General Eligibility Requirements:
- Graduate from high school or complete a home school program as prescribed by law;
- Attend an eligible South Carolina public or private college or university;
- Be a South Carolina resident at the time of high school graduation and at the time of college enrollment;
- Be a U.S. citizen or a legal permanent resident (who meets the definition of a eligible non-citizen according to State Residency Statutes);
- Be enrolled as a full-time degree-seeking student;
- Certify that he or she has never been convicted of any felonies and has not been convicted of any alcohol or other drug-related misdemeanor convictions within the past academic year;
- Verify that he or she is not in default and does not owe a refund or repayment on any Federal or State financial aid;
- Must not be a SC HOPE Scholarship, Palmetto Fellows Scholarship or Lottery Tuition Assistance recipient.
Initial Eligibility Requirements:
To qualify for the LIFE Scholarship, first-time entering freshman attending an eligible four-year institution must meet two of three of the following criteria:
- Earn a cumulative 3.0 grade point average (GPA) based on the SC Uniform Grading Scale (UGS) upon high school graduation
- Score an 1100 on the SAT or an equivalent 24 on the ACT
- Rank in the top 30% of the graduating class.
First-time entering freshmen attending an eligible two-year or technical institution must earn a cumulative 3.0 GPA based on the UGS as described in (1) above. The standardized test score and class rank requirements are waived.
* Disclaimer: The information provided above is taken from the Commission on Higher Education’s website at www.che.sc.gov and is their understanding of the LIFE Scholarship Program.

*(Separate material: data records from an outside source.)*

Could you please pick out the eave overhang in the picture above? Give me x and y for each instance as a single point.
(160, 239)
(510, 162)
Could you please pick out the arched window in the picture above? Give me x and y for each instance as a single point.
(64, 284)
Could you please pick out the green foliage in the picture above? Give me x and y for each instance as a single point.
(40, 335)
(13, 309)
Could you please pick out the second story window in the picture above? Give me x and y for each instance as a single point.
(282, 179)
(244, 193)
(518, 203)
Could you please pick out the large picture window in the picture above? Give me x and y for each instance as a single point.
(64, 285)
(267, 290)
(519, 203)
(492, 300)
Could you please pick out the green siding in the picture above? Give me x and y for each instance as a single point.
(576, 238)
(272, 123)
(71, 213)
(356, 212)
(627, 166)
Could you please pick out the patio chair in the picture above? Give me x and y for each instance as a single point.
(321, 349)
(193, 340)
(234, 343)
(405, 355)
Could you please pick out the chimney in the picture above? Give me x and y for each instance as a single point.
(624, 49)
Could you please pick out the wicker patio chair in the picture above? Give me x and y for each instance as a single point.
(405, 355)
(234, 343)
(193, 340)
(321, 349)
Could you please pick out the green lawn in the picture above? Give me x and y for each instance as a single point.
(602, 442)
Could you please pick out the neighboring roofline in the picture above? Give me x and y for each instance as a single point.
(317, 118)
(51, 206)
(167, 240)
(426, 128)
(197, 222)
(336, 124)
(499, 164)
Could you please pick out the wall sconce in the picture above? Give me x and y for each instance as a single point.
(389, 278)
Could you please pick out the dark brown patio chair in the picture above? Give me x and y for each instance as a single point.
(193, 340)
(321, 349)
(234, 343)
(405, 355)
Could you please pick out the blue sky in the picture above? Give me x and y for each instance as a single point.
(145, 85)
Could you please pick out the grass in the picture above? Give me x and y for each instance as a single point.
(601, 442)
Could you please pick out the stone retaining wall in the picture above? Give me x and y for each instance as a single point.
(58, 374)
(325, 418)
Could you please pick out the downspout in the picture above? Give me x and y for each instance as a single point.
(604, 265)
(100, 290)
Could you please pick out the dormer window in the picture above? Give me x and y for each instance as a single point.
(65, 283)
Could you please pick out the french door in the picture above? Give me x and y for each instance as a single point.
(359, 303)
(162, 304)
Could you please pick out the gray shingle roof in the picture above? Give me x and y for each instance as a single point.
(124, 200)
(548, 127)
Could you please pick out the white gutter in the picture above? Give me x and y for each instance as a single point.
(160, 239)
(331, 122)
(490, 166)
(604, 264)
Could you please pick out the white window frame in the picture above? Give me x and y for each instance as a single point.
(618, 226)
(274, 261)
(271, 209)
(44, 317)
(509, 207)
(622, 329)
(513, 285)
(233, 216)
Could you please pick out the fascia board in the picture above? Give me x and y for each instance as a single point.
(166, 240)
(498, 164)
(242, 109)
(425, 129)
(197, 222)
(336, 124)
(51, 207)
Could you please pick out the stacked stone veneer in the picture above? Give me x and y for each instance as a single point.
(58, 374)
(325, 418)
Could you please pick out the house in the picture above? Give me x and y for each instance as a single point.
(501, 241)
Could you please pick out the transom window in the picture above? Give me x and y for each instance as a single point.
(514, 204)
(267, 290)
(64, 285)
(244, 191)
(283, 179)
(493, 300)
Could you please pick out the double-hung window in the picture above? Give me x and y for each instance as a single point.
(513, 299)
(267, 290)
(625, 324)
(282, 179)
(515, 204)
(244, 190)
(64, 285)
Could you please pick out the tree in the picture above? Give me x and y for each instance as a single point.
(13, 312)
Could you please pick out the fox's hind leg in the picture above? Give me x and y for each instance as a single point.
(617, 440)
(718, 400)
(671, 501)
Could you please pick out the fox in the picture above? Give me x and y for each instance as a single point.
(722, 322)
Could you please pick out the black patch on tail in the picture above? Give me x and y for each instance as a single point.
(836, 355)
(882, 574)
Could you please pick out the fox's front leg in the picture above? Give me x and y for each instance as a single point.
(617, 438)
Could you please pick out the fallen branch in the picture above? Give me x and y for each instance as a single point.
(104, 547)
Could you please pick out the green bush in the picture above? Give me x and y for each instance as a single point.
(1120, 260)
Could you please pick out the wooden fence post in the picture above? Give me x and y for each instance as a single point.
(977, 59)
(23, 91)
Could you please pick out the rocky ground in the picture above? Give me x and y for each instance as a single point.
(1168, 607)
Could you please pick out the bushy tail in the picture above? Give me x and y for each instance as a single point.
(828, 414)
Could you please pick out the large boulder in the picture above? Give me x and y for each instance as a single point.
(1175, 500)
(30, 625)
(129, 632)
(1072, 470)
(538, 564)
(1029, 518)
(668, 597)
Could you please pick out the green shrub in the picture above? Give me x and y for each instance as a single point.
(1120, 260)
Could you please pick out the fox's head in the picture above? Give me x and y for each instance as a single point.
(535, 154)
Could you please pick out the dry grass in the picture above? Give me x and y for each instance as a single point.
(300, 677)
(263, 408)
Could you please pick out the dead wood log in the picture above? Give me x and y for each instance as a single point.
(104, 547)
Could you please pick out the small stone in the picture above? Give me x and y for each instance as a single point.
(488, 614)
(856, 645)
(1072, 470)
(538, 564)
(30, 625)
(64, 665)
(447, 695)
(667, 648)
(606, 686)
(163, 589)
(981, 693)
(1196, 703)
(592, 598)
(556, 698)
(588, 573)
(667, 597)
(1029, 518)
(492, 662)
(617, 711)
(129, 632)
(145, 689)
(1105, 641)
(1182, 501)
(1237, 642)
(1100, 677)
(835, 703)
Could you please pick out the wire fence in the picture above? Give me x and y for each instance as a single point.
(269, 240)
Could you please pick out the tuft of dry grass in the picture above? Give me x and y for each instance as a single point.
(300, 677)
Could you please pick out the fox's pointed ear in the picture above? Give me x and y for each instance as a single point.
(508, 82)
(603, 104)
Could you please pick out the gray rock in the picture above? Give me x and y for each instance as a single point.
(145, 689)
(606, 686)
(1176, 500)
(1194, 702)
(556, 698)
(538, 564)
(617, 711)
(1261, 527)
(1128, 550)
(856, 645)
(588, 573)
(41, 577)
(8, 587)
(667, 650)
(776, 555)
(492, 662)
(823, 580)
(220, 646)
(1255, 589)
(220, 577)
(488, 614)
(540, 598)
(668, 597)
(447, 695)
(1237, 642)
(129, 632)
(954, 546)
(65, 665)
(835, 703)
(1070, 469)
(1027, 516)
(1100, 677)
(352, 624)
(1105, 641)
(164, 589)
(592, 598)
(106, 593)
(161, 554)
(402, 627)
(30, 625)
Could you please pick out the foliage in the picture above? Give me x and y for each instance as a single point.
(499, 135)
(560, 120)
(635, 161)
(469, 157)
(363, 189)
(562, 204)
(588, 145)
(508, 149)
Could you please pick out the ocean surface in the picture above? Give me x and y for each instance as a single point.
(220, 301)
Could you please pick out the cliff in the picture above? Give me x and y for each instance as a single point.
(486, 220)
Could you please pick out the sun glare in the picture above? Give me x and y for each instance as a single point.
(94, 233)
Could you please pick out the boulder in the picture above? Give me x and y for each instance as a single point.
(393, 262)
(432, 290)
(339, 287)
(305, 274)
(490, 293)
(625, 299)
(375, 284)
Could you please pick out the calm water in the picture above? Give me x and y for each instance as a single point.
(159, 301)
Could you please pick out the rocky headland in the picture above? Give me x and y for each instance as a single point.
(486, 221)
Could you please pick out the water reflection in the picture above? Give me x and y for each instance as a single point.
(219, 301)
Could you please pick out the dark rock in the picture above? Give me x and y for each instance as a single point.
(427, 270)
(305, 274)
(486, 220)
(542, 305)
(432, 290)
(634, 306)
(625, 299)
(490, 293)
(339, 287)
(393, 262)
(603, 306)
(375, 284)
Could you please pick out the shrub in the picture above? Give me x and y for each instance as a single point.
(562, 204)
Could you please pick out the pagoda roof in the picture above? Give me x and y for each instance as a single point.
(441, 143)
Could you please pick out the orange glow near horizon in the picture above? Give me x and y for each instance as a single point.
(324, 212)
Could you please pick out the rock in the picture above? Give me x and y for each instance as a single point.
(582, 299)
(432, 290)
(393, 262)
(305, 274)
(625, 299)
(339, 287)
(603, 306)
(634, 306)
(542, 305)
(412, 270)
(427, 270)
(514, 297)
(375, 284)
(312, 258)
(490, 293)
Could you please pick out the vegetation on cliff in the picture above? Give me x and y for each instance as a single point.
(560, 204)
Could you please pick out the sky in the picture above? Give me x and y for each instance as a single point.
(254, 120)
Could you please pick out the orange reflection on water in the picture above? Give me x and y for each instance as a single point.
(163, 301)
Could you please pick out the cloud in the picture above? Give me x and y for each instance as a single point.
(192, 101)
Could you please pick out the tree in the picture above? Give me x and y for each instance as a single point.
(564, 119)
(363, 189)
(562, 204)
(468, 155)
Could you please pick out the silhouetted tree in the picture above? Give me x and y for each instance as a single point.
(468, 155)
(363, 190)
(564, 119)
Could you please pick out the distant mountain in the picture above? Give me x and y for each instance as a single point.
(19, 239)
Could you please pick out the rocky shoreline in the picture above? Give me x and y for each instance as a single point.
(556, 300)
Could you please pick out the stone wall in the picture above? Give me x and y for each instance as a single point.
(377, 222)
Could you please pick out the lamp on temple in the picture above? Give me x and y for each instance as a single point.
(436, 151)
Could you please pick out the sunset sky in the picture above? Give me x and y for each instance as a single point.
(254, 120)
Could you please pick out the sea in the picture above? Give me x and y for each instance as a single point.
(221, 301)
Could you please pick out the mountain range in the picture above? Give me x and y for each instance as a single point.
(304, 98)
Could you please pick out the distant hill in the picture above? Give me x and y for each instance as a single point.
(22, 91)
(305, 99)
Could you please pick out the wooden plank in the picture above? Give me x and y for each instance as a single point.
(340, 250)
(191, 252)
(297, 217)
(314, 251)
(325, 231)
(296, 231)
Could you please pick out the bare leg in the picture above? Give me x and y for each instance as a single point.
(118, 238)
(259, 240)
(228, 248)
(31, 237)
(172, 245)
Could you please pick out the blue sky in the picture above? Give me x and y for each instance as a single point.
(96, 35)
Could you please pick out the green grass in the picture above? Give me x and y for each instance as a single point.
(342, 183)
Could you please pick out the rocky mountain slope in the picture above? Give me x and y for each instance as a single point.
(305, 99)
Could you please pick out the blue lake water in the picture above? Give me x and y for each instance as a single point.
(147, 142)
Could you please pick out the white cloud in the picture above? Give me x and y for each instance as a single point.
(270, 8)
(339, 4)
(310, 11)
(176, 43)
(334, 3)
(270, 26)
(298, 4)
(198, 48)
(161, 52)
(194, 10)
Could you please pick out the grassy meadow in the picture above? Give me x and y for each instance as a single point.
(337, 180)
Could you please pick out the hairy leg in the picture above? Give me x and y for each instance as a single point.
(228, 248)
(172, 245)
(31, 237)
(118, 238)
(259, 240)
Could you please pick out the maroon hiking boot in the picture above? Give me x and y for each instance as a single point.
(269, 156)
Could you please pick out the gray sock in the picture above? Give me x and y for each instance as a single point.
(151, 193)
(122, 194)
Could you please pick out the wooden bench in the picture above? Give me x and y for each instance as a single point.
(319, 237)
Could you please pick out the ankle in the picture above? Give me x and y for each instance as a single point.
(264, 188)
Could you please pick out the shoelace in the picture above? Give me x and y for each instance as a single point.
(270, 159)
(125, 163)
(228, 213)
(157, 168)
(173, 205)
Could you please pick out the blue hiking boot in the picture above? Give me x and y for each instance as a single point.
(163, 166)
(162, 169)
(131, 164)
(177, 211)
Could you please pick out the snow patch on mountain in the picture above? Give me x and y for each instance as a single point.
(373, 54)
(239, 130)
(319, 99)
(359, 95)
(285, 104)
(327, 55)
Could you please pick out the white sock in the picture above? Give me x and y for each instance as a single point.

Colleges award this scholarship. Other conditions apply, and changes may occur at anytime during the legislative process. Please see your guidance counselor and/or the CHE website for the general eligibility requirements and for the most current information.
The Adult Learning Center offers the traditional adult education classes for those who need to complete their high school education and lifelong learning opportunities for those who wish to learn something new. The main office is at 106 Glazner Street in Easley, and satellite locations are located throughout the county. Adult education classes include GED preparation classes; diploma classes; exit exam remediation classes; basic education classes; literacy referrals in coordination with Pickens County Literacy Association; and English for speakers of other languages. Lifelong learning classes include computer instruction; work place training (Custodial College, substitute teacher training, etc.); and community education classes.
The Parenting and Family Literacy Program offers adult education with support services that include childcare, transportation, and parent education. The program operates at Crosswell Elementary in Easley.
The Evening Learning Program is a placement option for middle and high school students who go through the expulsion process. The SDPC hearing officer can offer this option in lieu of expulsion. The ELP provides students access to basic core courses outside of traditional school hours. Not every course required for graduation is available, so placement in this program is limited to the remainder of the current school year. This program is not open for voluntary enrollment.